Unfortunately, if you are like most local businesses, you have walk-in customers, or take telephone calls to complete sales. In that case you cannot measure if those Remarketing ads are leading to sales. Yes you can spend more money on clicks ( just as you normally do with your Google Adwords campaign) but you still can’t see if the any of your ads turn into sales. So don’t let your PPC advisor tell you Remarketing is proven to increase sales. That has never been proven for local businesses.
Bottom line ==> You can probably prove that more ad spending will lead to more sales. Now that is Rocket Science at work!
Products with long purchase cycles ==> such as automobiles, can benefit by repeatedly exposing your business name to customers who have already visited your website while shopping online. In this case you are building brand awareness, often without paying for clicks.
Chances are the brand(s) you sell are already engaged in Remarketing at a global or national level. Its what they do, and they can do brand advertising more effectively than a local business.
Remarketing may be best for Brand awareness ==> a local business’s brand is really it’s name ==> Remarketing ads using your business name may make sense – but Remarketing product oriented ads may not be so effective.
So how do you go about it?
I have found that most ( actually all – as in 100% ) Remarketing ads I have sampled out of professional interest are implemented poorly. The bike shop ad in this example, linked to a completely different product page than anything I was interested in. So while I clicked because the keyword “XTR” was visible ( part of my search term ), I was disappointed to NOT FIND something even remotely relevant on the landing page – so I’m out-a-there. The bike shop just wasted money because they setup their keyword attributes very broadly and did not have appropriate landing pages.

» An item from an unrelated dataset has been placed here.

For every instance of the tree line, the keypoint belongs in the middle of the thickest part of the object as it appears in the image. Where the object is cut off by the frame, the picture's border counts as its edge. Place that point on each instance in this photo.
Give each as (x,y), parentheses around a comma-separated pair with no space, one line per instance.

==> Poor landing pages and appropriate keyword attribute settings are common weaknesses for most ordinary Pay-Per-Click advertising campaigns everywhere. If you’re not doing the basics well, reaching harder and farther with Remarketing is like trying to run before you can walk.
My bottom line
- If you have absolutely mastered your PPC advertising, then Remarketing is a worthwhile experiment. But its not for the pay-per-click beginner, and its not for products with impulse buys or short purchase cycles ( like bike parts ).
- Having good (specials) product pages, and getting more 5 star reviews will increase conversion and sales for a lot less spend than Remarketing. That advice may seem unrelated to the topic, but conversion into sales is going to happen because the customer chose your physical store front over the many others they visited online because they liked what they saw the first time, not because they saw the same ad over and over again.